My doctor described the situation to me. Steady disease, five to ten percent chance of beating this (“just a guess, of course, just a guess”). Patience, chemotherapy, more patience, more chemotherapy… “you’re walking a tightrope now” is how he worded it - I forgot to ask what awaited me at the end, but I know there is no end. As Camus so finely put it, “we must imagine Sisyphus happy”.

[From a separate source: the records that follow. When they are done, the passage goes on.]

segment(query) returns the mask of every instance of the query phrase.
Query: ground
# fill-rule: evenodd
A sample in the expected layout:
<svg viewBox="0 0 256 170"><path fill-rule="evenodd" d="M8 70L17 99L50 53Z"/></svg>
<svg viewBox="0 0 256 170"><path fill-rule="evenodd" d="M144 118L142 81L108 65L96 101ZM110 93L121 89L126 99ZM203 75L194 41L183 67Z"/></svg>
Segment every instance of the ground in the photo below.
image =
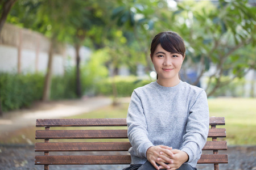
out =
<svg viewBox="0 0 256 170"><path fill-rule="evenodd" d="M43 165L34 165L33 145L0 146L0 169L43 169ZM84 152L80 152L85 154ZM256 146L230 146L228 149L229 163L220 164L222 170L255 170ZM50 169L118 169L127 165L50 165ZM198 169L213 169L212 164L200 164Z"/></svg>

I’m tired of this. I’m tired of feeling my body reel from the chemo, I’m tired of feeling so goddamn weak. My body isn’t producing enough blood or platelets so every couple of days they put me in a hospital room and pump me full of the stuff. My mind is tired too. Some days I go up canyon to sit by the river and sip coffee and remember that all’s well in the grand scheme of things – the sky is blue, the water is clear, the rivers sings it’s timeless song and I’m comforted by my own insignificance, I’m comforted by the sun on my skin and the smooth polished stones. I see myself as a river stone, slowly being worn down to sand, down to nothing. The river kindles memories of countless days spent up canyon, bouldering on the beautiful granite blocs or ski-touring in the high-peaks. I’m grateful for these memories, for a youth well spent in treasured landscapes, out in the wind, sun, and spindrift.
Now I’ve retreated into myself and turn my back on the people in my life. Heartbroken, my dreams shattered, I allow myself to slide further into despondency because I am weak, lazy, and a coward. If I beat this shit, I tell myself I will live as a hermit in some lonely cabin deep in the mountains and I will live out my days climbing nameless routes on nameless peaks, and I will be content if not happy.